Das Morgen- und Nachtessen wird nur teilweise im Voraus organisiert. 
Am Mittag und zwischendurch verpflegen wir uns aus dem Rucksack.  
 

Ausrüstung

Das Kunststück besteht darin, möglichst wenig einzupacken. Eine gute Regel heisst, dass der Rucksack nicht schwerer als 10-15 % des Körpergewichtes sein sollte. Ein Rucksack sollte nicht schwerer als 8 kg werden. Gute Schuhe, Regenschutz, warmer Pullover, ein leichter Schlafsack, Badezeug und Toilettenartikel sollten nicht fehlen. Socken etc. können unterwegs gewaschen werden. Beispiel einer Packliste.

 

Gruppengrösse
Die Gruppengrösse ist auf 12 Personen incl. Leiter beschränkt. Die Anmeldungen werden in der Reihenfolge des Eingangs berücksichtigt. Die TeilnehmerInnen der Pilgerreise 2003 haben Vorrang vor Neuanmeldungen. Es wird eine Warteliste erstellt.

Kosten  

Die genauen Kosten kann ich erst bekannt geben, wenn die Unterkünfte fixiert sind (Frühling 04). Ich rechne mit einem Betrag von rund 1000 Euros / SFr 1500. 
Darin werden die An- und Rückreise per Bahn ab St.Gallen, die Übernachtungskosten und ein Teil der Verpflegung inbegriffen sein.

Euro Spanien Santiago
Spanische Euro-Münzen mit der 
Kathedrale von Santiago. Foto: js.

 

Versicherungen

Die Versicherungen wie Annulation und Reiseversicherung, Unfallversicherung etc. sind Sache der Teilnehmenden.

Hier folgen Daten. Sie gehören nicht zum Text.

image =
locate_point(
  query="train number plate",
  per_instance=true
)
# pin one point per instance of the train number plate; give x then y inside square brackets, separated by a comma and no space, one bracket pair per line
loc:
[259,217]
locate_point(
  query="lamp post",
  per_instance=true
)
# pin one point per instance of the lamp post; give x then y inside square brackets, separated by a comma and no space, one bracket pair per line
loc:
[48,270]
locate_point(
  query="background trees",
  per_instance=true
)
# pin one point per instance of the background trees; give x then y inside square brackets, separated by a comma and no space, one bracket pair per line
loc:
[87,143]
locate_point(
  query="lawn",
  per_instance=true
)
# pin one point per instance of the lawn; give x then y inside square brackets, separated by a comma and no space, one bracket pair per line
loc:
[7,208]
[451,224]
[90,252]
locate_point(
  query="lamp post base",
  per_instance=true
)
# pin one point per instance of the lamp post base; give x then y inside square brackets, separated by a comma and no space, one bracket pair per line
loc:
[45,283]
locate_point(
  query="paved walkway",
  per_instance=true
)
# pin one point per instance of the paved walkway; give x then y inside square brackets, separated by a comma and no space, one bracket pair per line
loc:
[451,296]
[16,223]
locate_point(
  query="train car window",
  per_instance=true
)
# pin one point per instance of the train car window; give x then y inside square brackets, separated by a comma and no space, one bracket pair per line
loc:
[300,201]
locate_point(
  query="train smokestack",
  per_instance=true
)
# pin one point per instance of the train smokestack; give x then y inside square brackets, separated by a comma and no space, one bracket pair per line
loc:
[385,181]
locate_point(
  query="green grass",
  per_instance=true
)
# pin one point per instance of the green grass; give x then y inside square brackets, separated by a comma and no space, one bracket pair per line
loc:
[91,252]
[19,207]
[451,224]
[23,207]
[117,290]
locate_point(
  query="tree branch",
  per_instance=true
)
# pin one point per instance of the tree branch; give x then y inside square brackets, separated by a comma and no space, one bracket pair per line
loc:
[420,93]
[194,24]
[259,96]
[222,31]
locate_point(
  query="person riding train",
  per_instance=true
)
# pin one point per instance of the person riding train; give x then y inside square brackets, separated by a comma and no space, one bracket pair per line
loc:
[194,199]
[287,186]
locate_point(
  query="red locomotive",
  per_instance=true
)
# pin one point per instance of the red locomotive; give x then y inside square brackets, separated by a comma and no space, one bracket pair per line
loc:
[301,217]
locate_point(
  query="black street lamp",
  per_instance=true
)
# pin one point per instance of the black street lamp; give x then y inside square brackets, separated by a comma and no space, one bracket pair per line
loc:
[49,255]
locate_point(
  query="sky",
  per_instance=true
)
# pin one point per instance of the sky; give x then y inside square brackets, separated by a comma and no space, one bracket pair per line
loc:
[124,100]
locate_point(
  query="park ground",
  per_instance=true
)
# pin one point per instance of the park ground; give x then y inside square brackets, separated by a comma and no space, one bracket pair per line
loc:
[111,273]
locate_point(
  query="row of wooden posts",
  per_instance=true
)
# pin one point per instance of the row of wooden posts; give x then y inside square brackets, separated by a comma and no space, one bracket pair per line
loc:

Achtung: Für SchweizerInnen ist zu beachten, dass für den Fall von ärztlicher Hilfe im Ausland bei der eigenen Krankenkasse ein Formular zu bestellen ist. Genaue Angaben siehe hier.

 

Anreise

Am Freitagabend 16. Juli (Fahrplan 2003: 17.23 Uhr) fahren wir per Bahn von St.Gallen über Zürich, Bern bis Genf. Ab Genf fährt ein Nachtzug bis Irun. Von dort führt ein Zug nach Pamplona. Dort kommen wir am Samstag um 17.07 Uhr an. (Fahrplanangaben ohne Gewähr bis zum Erscheinen des neuen Fahrplanes.)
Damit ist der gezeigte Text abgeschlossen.